This is exactly what we do. Using a For Each construct, we define a range of interest and establish a basic loop. It would be possible to define this loop in static terms by using notation such as range(“B3:B200”); if we took this approach, however, what would happen if data were added to the list? It would be discluded from the process. It is much better, therefore, to use a dynamic reference that could handle additions to the data. In the video, we create an Excel formula to measure the size of the dataset, and then reference its cell in the code. In doing so, we create a thing of beauty: worksheet formulae and VBA code working together in harmony. The result: awesome dynamic functionality.

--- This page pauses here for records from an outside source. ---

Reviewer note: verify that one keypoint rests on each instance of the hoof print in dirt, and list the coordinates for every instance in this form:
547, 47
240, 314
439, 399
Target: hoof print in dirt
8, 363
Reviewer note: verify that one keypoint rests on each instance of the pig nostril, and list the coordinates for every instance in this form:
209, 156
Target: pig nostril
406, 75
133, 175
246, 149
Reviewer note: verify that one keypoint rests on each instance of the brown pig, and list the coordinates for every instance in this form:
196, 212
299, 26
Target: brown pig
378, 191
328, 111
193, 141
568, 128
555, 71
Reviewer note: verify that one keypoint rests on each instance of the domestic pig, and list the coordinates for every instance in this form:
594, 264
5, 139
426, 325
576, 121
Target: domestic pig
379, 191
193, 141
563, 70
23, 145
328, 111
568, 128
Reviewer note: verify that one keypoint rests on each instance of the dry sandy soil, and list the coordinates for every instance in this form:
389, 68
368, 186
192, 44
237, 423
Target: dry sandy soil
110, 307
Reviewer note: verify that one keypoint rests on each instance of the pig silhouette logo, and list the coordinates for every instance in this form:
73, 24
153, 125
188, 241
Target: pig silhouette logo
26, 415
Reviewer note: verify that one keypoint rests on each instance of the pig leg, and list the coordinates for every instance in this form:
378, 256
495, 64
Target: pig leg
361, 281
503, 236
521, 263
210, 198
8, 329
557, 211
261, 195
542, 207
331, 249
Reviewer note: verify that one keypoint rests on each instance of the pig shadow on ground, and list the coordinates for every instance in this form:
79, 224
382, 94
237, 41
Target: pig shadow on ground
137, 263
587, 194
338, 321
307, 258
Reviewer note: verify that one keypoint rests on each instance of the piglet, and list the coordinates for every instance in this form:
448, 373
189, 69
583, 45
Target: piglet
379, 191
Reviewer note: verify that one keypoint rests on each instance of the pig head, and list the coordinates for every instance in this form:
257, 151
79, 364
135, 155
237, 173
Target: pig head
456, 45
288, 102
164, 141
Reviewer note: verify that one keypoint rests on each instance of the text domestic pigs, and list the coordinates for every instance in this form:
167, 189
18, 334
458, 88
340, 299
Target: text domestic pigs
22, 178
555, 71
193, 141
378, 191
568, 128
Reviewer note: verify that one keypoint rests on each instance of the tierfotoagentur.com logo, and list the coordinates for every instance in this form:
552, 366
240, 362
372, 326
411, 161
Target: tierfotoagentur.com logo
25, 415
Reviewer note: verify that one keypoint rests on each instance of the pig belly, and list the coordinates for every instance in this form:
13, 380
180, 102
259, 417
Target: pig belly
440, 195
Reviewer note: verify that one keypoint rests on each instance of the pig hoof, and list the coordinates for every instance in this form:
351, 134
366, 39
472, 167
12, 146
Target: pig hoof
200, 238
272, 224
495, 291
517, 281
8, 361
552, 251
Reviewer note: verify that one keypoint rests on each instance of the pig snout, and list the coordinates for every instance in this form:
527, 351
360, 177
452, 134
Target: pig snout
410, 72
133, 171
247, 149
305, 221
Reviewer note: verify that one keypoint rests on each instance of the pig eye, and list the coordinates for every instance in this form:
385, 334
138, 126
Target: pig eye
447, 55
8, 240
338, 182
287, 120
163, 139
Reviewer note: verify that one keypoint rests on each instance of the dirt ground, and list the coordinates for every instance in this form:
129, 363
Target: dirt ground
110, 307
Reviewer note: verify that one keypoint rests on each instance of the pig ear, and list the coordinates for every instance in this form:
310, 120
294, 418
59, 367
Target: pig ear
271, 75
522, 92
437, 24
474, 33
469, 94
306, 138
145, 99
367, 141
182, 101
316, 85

The purpose of the exercise is to identify mistakes (for example, spelling mistakes in people’s names) in a dataset. In the next video in this Excel VBA for Beginners series, this is what we do. What worksheet formula might help us to do this? We have a list of data and a list of names, spelt correctly. The countif formula counts how many times the value in a cell appears in a specified range. So, if the name is spelt correctly, the countif formula would return a value of 1 – indicating that the value in the list of data appears in the name list, and that the name is spelt correctly. A mistake, on the other hand, would return a value of 0. Once again, we can reference the cell that contains the countif formula in the VBA routine. In this way, we establish a mechanism for flagging up errors.
By harnessing the power of the loop, we instruct Excel to repeat the process for each piece of data. Cool!
In the final two videos, we tell Excel what to do if a mistake is found. We explore two possible approaches: the first exits the code when a mistake is found, tells us where the mistake is, and allows us to fix it; the second loops through the whole data set, tells us how many mistakes were found, and highlights the mistakes in a distinctive colour. This kind of helpful user interaction will help you to maximise the impact of your coding skills.